La problématique autour de la décharge de Médiouna, les appels d’offres, l’avenir des 800 chiffonniers, le contentieux avec Ecomed et la situation des employés de la société américaine… autant de sujets qui ont été abordés ouvertement lors d’une rencontre organisée par le mouvement «Wlad Derb» avec Mohamed Haddadi et  Abdessamad Haiker, respectivement 3ème et 1er vice-présidents du maire de Casablanca, ainsi que Abdelkader Bouda, directeur technique de la société Casa Prestations,  jeudi dernier, au siège de la commune de la métropole. L’objectif est de faire un éclairage sur les solutions qui seront apportées au traitement de déchets dans le site de Médiouna. Alarmiste sur l’état de la décharge, Mohamed Haddadi l’a qualifiée de véritable point noir pour la ville, constituant un danger pour la population qui entoure le site. Dans son échange avec les jeunes présents lors de cette rencontre, le 3ème vice-président du maire de Casablanca est revenu sur la gestion de la décharge et le litige avec Ecomed précisant qu’ «en 2008, le conseil de la ville avait approuvé que la société américaine soit chargée de la gestion de la décharge de Médiouna, un contrat a été donc signé afin que celle-ci soit transférée à un nouvel emplacement, étant donné que l’ancien site a presque atteint sa capacité maximale».

3.400 tonnes sont déversées  quotidiennement  dans le site et il arrive que la décharge accueille 4 fois cette quantité pendant les jours qui suivent les fêtes comme Aïd Al Adha. Afin d’y remédier, le conseil a donc pris la décision de changer la méthode de traitement des déchets et d’en produire éventuellement de l’énergie qui sera profitable à la population. Dès lors le conseil de la ville a signé un protocole d’accord en début 2017 afin de procéder progressivement à ce changement tout en respectant la phase technique et l’aménagement du nouvel espace. Toutefois, le projet s’est arrêté à plusieurs reprises et le traitement de lixiviats (jus produits sous l’action conjuguée de l’eau de pluie et de la fermentation des déchets enfouis) ne s’est pas fait comme convenu, indique M. Haddadi soulignant que ce liquide constitue un danger pour la population et une menace pour la nappe phréatique.

A ce titre, plusieurs facteurs ont fait que «nous ne pouvions plus continuer de travailler avec Ecomed.
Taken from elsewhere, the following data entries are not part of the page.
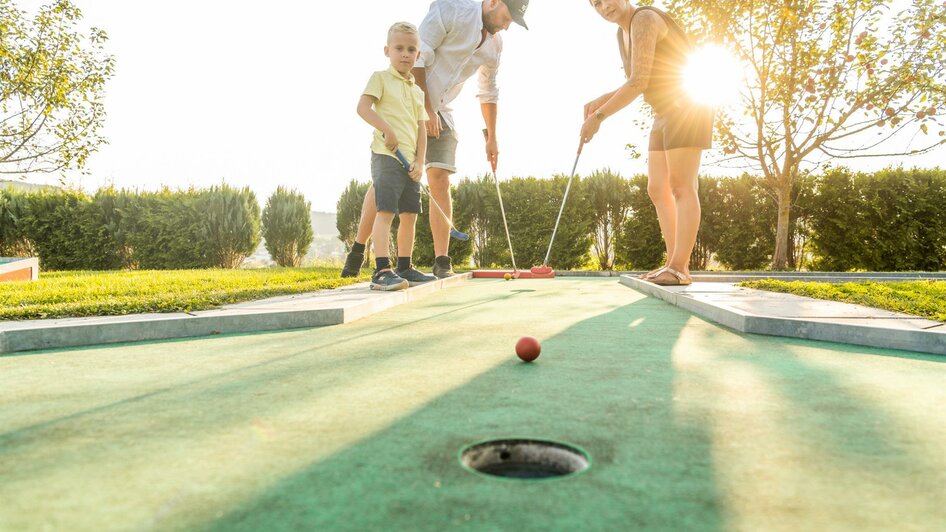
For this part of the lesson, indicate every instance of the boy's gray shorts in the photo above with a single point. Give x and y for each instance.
(394, 190)
(442, 151)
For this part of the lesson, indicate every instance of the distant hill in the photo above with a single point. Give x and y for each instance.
(22, 185)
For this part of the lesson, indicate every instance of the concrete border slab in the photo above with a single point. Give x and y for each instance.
(19, 269)
(316, 309)
(759, 312)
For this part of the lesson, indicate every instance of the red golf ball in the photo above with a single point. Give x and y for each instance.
(528, 348)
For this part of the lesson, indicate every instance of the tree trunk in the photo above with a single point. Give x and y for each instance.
(783, 231)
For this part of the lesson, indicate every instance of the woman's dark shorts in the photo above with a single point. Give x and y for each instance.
(684, 127)
(394, 190)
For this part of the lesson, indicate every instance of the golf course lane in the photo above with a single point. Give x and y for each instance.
(358, 426)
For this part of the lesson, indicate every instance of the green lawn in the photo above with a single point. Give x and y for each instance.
(82, 293)
(918, 298)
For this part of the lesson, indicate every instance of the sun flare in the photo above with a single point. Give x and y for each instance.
(712, 76)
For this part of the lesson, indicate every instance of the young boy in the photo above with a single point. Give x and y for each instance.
(394, 106)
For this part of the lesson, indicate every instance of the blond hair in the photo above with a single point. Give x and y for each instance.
(401, 27)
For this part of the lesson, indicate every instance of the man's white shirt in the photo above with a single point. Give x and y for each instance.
(449, 35)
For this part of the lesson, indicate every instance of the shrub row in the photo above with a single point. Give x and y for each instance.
(890, 220)
(118, 229)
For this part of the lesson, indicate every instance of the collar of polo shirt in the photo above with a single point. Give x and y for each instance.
(409, 78)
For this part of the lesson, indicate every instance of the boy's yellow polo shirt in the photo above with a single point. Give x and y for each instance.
(400, 102)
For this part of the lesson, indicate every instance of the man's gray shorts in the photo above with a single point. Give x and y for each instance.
(442, 151)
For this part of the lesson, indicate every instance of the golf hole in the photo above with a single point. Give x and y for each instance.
(525, 459)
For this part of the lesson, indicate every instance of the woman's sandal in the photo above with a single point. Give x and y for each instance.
(670, 277)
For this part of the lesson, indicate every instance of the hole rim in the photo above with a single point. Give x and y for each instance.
(576, 449)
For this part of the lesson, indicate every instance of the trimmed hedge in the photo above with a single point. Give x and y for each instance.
(119, 229)
(287, 227)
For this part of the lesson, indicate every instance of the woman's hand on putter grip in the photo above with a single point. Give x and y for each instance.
(590, 128)
(433, 124)
(416, 172)
(596, 104)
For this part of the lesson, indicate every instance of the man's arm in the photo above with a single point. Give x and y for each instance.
(490, 111)
(433, 119)
(489, 101)
(433, 31)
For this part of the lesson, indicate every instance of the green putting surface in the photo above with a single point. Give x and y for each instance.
(358, 426)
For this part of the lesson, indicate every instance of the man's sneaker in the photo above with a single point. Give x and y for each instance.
(387, 280)
(353, 264)
(442, 267)
(415, 277)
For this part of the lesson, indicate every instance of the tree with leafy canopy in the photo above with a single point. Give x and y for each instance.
(52, 87)
(831, 80)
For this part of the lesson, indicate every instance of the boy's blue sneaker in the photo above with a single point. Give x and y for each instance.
(353, 264)
(443, 267)
(387, 280)
(414, 277)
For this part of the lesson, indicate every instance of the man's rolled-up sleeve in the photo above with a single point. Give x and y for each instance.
(433, 31)
(488, 89)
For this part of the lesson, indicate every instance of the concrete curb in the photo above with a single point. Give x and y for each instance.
(923, 338)
(738, 277)
(316, 309)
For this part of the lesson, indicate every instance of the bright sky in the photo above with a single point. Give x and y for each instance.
(264, 94)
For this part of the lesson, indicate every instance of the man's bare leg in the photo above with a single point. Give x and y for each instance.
(439, 181)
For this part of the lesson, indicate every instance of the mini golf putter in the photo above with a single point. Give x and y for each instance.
(454, 232)
(536, 272)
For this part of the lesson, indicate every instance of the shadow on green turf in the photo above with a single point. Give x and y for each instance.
(652, 468)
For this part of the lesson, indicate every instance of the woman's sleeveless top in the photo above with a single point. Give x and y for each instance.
(665, 89)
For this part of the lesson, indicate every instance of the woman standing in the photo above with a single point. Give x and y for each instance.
(654, 52)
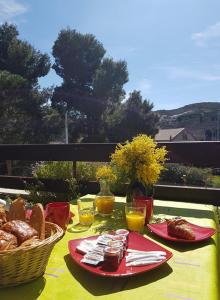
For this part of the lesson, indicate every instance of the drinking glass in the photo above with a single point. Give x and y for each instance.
(145, 201)
(58, 213)
(86, 211)
(135, 216)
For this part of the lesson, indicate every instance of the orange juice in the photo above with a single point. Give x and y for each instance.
(105, 204)
(86, 217)
(135, 221)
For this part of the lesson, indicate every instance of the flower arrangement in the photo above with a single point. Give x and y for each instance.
(139, 162)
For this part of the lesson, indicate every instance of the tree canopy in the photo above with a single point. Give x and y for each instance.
(92, 92)
(24, 107)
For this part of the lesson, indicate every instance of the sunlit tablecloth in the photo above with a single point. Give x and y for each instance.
(191, 274)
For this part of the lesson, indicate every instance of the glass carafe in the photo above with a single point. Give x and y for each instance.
(104, 200)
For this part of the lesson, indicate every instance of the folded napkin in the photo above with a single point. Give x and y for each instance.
(140, 258)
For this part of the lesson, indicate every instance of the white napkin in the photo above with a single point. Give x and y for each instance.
(140, 258)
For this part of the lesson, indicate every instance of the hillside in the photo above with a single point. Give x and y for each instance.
(201, 119)
(194, 108)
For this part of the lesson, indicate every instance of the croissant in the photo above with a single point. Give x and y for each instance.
(20, 229)
(7, 241)
(180, 228)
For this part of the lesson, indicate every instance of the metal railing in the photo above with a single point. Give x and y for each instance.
(199, 154)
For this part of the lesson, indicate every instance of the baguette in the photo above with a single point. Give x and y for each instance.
(37, 220)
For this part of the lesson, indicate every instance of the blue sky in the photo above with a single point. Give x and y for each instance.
(172, 47)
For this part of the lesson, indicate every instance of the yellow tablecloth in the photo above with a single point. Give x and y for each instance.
(191, 274)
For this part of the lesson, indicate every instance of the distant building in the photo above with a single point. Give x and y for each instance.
(174, 134)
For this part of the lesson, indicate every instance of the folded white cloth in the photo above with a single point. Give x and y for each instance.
(141, 263)
(140, 258)
(148, 252)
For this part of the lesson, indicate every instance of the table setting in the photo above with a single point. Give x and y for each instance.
(130, 246)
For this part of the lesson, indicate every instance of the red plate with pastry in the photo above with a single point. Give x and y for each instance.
(180, 230)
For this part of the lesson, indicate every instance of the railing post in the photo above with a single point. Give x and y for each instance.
(9, 167)
(74, 169)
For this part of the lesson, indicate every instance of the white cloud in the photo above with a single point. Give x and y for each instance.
(10, 9)
(210, 32)
(175, 73)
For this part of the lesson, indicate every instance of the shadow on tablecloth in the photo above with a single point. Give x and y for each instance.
(26, 291)
(98, 286)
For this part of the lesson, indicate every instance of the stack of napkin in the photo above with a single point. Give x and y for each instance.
(142, 258)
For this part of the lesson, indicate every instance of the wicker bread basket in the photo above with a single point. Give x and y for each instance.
(25, 264)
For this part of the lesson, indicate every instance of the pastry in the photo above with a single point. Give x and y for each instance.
(7, 241)
(17, 210)
(37, 220)
(22, 230)
(180, 228)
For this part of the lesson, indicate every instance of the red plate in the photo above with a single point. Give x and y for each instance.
(136, 241)
(201, 233)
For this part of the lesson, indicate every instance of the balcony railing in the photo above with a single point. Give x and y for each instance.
(199, 154)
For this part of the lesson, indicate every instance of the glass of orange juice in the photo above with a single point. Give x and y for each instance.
(135, 217)
(86, 211)
(105, 205)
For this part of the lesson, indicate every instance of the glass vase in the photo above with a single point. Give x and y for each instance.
(104, 200)
(141, 195)
(135, 189)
Nous avons pris la décision de résilier le contrat à l’amiable», indique-t-il. Ecomed et la ville se sont à cet effet livrés à une bataille judiciaire qui s’est soldée par la résiliation du contrat et de nouveaux appels d’offres sont lancés. Le 3ème vice-président du maire a souligné dans ce sens : «Nous avons gagné jusqu’à présent 4 procès et d’autres suivent leur cours». Pour rappel, le tribunal administratif de Casablanca avait rejeté notamment la demande d’Ecomed visant l’annulation de l’appel à manifestation d’intérêt pour la gestion et la mise en place d’un centre d’enfouissement et de valorisation à la décharge de Médiouna permettant ainsi à la commune de chercher le prochain délégataire. Il précise dans ce sens que «les choses rentreront bientôt dans l’ordre et nous commencerons le travail pour la mise en place de la nouvelle décharge». Concernant l’ouverture des plis de l’appel à manifestation d’intérêt lancé par la ville, à travers Casa Prestations, elle s’effectuera le 12 septembre prochain.